Some great publications accepted in past four months.

Lab News for March 2022

March 7, 2022 • publications

Members of the UWECEML lab have had a good couple months, with a few notable papers accepted to great venues.

Publications

AAAI Paper on Decentralized Multi-Agent Reinforcement Learning

At this year’s AAAI Conference on Artificial Intelligence in (location) Sriram Ganapathi Subramanian presented the paper:

Ganapathi Subramanian, S., Taylor, M., Crowley, M., & Poupart, P. (2022). Decentralized Mean Field Games. Proceedings of the AAAI Conference on Artificial Intelligence (AAAI-2022), 36(9), 9439–9447. https://doi.org/https://doi.org/10.1609/aaai.v36i9.21176

You can read more about the research from this post about the paper by one of the other co-authors Prof. Matt Taylor at the University of Alberta.

Canadian AI 2022

Bellinger, C., Drozdyuk, A., Crowley, M., & Tamblyn, I. (2022). Balancing Information with Observation Costs in Deep Reinforcement Learning. Canadian Conference on Artificial Intelligence, 12. https://caiac.pubpub.org/pub/0jmy7gpd

This paper (Bellinger et al., 2022) is called “Balancing Information with Observation Costs in Deep Reinforcement Learning” and it builds on other work (Beeler et al., 2022), (Bellinger et al., 2022), (Bellinger et al., 2021) related to digital chemistry and material design where we attempt to use Reinforcement Learning to come up with better pathways for materials.

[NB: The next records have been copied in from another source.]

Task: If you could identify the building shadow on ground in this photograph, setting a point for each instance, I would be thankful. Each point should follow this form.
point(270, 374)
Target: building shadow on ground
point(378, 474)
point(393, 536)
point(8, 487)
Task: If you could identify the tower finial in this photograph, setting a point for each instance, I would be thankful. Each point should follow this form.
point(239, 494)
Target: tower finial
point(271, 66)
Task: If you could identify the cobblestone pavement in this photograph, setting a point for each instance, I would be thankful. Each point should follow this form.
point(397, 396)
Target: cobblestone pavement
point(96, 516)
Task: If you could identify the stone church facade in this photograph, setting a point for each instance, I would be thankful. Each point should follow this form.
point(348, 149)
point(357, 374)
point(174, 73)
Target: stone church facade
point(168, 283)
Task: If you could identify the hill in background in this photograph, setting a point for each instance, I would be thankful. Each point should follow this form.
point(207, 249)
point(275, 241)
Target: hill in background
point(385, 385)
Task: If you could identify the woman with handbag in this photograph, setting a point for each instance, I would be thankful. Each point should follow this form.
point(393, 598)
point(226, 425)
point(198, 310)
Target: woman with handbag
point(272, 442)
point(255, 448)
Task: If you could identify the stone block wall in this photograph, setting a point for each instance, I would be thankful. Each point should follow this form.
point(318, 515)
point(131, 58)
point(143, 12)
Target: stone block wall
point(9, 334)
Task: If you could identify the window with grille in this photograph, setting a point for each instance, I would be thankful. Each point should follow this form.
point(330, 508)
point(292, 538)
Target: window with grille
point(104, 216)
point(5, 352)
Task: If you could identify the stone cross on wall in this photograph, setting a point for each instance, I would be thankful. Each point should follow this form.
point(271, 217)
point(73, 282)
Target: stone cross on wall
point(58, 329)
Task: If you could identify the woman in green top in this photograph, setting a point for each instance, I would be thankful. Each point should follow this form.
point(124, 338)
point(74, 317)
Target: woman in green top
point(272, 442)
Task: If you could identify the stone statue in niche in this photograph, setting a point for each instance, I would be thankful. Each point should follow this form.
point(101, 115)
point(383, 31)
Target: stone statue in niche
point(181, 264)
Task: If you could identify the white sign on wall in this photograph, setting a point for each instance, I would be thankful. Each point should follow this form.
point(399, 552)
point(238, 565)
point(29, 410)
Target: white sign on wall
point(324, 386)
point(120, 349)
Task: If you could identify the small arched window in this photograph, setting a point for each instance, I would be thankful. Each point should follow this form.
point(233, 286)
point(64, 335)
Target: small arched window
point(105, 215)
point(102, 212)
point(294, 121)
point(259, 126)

This is a collaboration with the NRC. You can see the project page for ChemGymRL for more information.

Neurips Workshop

Lee, K. M., Ganapathi Subramanian, S., & Crowley, M. (2021). Investigation of Independent Reinforcement Learning Algorithms in Multi-Agent Environments. NeurIPS 2021 Deep Reinforcement Learning Workshop, 15.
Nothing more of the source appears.